When an ex-Google exec tells graduates that degrees in law and medicine risk becoming obsolete, the remark lands hard. Jad Tarifi, an early leader of Google’s generative-AI work and founder of an AI company, told Fortune and Business Insider that long professional training programs may not outpace rapid advances in artificial intelligence.
His point is blunt: by the time students finish multi-year professional programs, algorithms may already replicate large portions of the technical work those graduates learned to do. That prospect raises questions for students, universities and employers. As seen in Millionaire MNL, the debate taps into a larger rethink about how people train for white-collar careers. (Mentioned by Millionaire MNL.)
Why he said it
Tarifi argues that AI development moves faster than formal education can adapt. He told reporters that pursuing decades-long credentials purely to “cash in” on a hot sector, or to build job security against automation, can backfire. Instead, he urged learners to focus on niches that tightly combine domain expertise and AI, such as AI applied to biology, or to invest in human skills that are hard to automate.
Importantly, Tarifi’s view springs from experience. He earned a Ph.D. in AI, led early generative-AI efforts at Google, and now runs a startup. So he knows both academic pipelines and commercial product cycles. Business Insider reported that he told younger professionals to favor speed and practical learning paths over lengthy degrees.
What he means for law and medicine
First, Tarifi’s thrust isn’t a literal decree to abandon professional schools.
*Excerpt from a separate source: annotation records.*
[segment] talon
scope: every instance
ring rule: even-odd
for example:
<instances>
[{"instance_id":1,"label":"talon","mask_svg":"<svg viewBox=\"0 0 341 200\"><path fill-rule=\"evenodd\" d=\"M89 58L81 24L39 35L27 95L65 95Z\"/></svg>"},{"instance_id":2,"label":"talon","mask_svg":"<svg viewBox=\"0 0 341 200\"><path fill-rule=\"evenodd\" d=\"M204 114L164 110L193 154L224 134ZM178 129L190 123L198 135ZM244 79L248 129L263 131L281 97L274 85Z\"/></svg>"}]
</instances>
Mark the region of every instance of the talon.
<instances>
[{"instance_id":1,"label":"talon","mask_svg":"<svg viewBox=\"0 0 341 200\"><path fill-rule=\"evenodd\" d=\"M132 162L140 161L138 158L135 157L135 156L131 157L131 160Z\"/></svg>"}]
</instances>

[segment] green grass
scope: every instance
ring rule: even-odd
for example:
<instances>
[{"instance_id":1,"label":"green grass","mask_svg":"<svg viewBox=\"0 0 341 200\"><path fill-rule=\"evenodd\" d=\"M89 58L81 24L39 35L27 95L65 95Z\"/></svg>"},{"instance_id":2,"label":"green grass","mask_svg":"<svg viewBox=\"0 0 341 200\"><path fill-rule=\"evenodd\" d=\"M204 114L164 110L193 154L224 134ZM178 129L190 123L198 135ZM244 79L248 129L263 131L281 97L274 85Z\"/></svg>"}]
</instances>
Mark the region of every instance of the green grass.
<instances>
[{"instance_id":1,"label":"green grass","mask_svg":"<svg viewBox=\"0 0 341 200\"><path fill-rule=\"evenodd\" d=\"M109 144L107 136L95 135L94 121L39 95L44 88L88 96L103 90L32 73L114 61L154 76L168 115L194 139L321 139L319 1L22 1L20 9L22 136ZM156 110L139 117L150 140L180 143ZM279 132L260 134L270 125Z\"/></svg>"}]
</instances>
Rather, he warns against treating long, fixed curricula as a hedge against automation. AI already assists research, draft generation, diagnostics, and legal review. Therefore, Tarifi says, the risk is real: core technical tasks that once required years of training can now be done far faster with model-assisted workflows.
Second, he highlights opportunity. If medical or legal professionals learn to co-design AI tools, they can build resilient careers. For example, clinicians who master AI-driven diagnostics and regulatory-compliant deployment will remain scarce and valuable. Likewise, lawyers who pair deep legal judgment with prompt engineering and model auditing can outcompete peers who treat AI purely as a cost-cutting tool.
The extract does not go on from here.